Gía caminó hacia ella molesta y le dio una bofetada con fuerza. Nadie dijo nada.
_ ¡Cállate ya, estúpida! ¡Deja de ser tan patética! ¿Es que acaso no te bastó con lo que te pasó en el coliseo? ¿De veras quieres más?
_ ¡Eres una perdida!_ le gritó Silvana.
_ ¡No, no lo soy!_ dijo Gía volviendo a golpearla_ ¡Y ya basta de tonterías! ¿Qué no ves que él no te quiere?... Sabes bien que solo durante la transferencia de energía en noches de luna llena se puede quedar en estado. ¡Las amazonas funcionan así!
_ ¡Tú no eres una!
_ Mi forma más humana es la de una… Pero el hecho es que tú sí eres una de ellas, tú si sabes que digo la verdad.
_ ¡Nosotras nunca lo haríamos con un hombre! ¡Jamás!
_ Y sin embargo estarías dispuesta en hacerlo con Yoshi; y eso que es tu hermano… ¿O qué creíste? ¿Qué yo no sabía quién eras tú? ¡No te engañes niña, lo he sabido siempre!
_ ¿Y tu hija?
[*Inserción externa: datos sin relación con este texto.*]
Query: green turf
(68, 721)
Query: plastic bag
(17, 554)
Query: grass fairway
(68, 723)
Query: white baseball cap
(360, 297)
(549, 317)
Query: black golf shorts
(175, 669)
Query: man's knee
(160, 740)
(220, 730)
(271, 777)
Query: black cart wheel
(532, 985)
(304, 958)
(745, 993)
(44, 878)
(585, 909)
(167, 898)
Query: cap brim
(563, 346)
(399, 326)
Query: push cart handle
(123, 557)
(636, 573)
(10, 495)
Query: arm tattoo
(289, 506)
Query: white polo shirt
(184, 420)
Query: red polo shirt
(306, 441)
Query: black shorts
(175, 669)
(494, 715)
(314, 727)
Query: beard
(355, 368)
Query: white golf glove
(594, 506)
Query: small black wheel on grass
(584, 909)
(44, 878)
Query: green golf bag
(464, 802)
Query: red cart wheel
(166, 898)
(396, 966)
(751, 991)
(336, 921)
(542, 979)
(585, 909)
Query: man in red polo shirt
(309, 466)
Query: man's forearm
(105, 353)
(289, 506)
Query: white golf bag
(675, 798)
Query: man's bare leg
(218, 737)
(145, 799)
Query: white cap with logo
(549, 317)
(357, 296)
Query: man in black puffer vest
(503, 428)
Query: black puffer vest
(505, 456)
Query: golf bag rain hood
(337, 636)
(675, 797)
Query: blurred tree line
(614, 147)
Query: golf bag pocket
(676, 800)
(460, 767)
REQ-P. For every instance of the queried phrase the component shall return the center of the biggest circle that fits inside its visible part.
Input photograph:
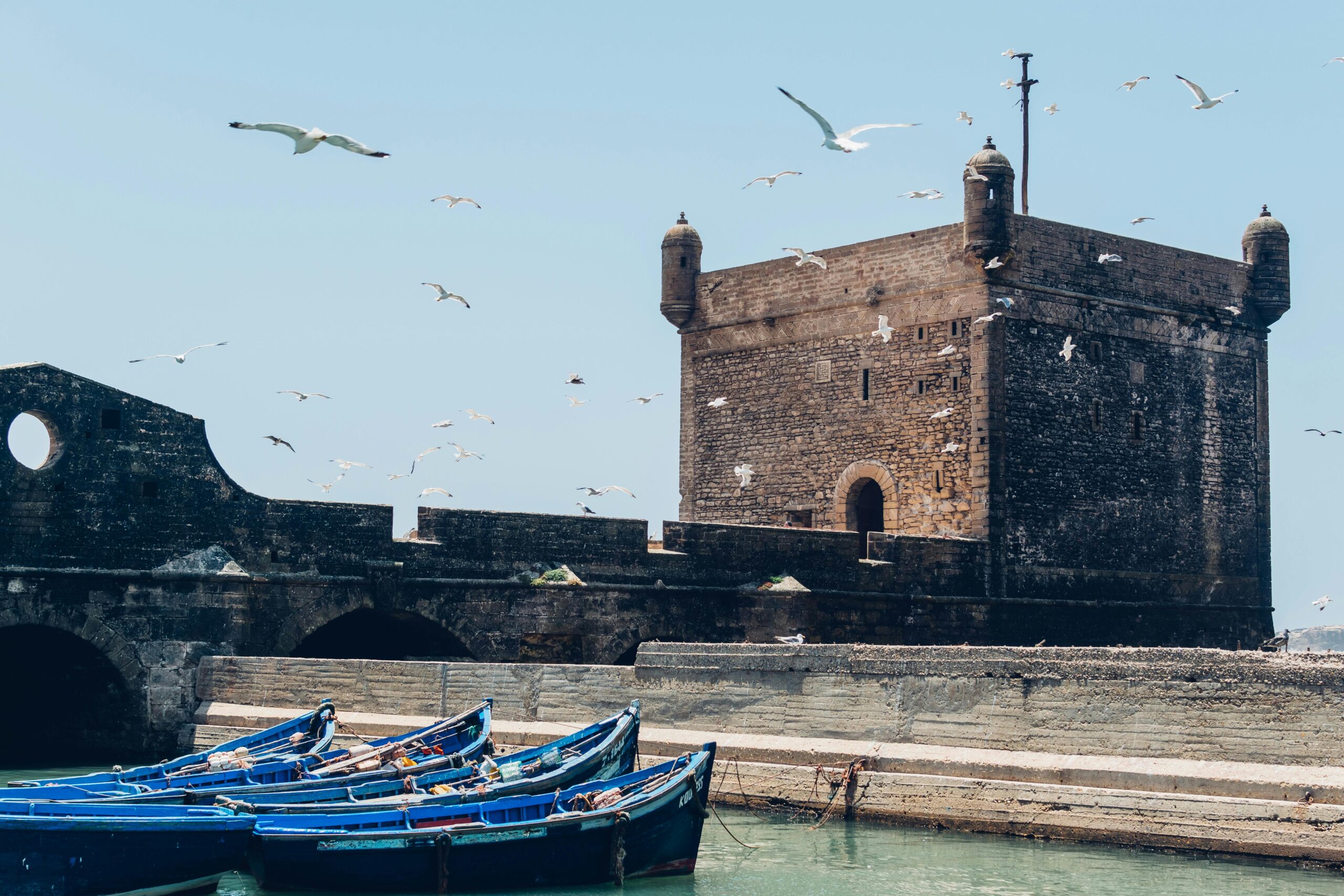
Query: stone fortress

Entonces, ¿Es verdad?
_ ¡Sí que lo es! Y te corrijo, no es hija es hijo. ¡Sí, es un niño! ¡Yoshi también lo sabe, él lo vio con claridad!
_ ¿Cómo pudiste?
_ ¡Porque lo amo! ¡Y créeme fue fácil! Tan fácil como matar a Cheng… O a Fabiana, ¡Si vieras cómo suplicó para que no la matara! ¡No valía nada! ¡Era una basura!
Silvana intentó golpearla, pero Gía la esquivó y la sostuvo del cuello. Silvana vio sus ojos de un clarísimo celeste muy de cerca. Casi la ahogaba.
_ ¡Nunca! ¡Óyeme bien, nunca; nunca intentes volver a ponerme una mano encima porque la próxima no respondo!... Te guste o no, cuñadita, vas a tener que tragarte esta, porque nada de lo que hagas va a separarnos… ¡Ah, y por cierto, no intentes nada en contra de nosotros, porque si tan siquiera llegas a pensarlo, y yo sabré cuando esto pase, te mato sin contemplaciones aunque seas familia!_ dijo al fin Gía.
Todos los empezaron a felicitar, incluso Eriol, pero Gía pudo ver una sombra de tristeza en sus ojos. Cuando entró al cuarto con Yoshi este le preguntó:
_ ¿Qué le hiciste a Cheng exactamente?
_ Lo convertí en vidrio y lo quebré en pedazos y luego con mi pie aplasté su cabeza… ¡Él tuvo la culpa! Cuando lo besé, intentó absorber mi poder. ¡Imagínate!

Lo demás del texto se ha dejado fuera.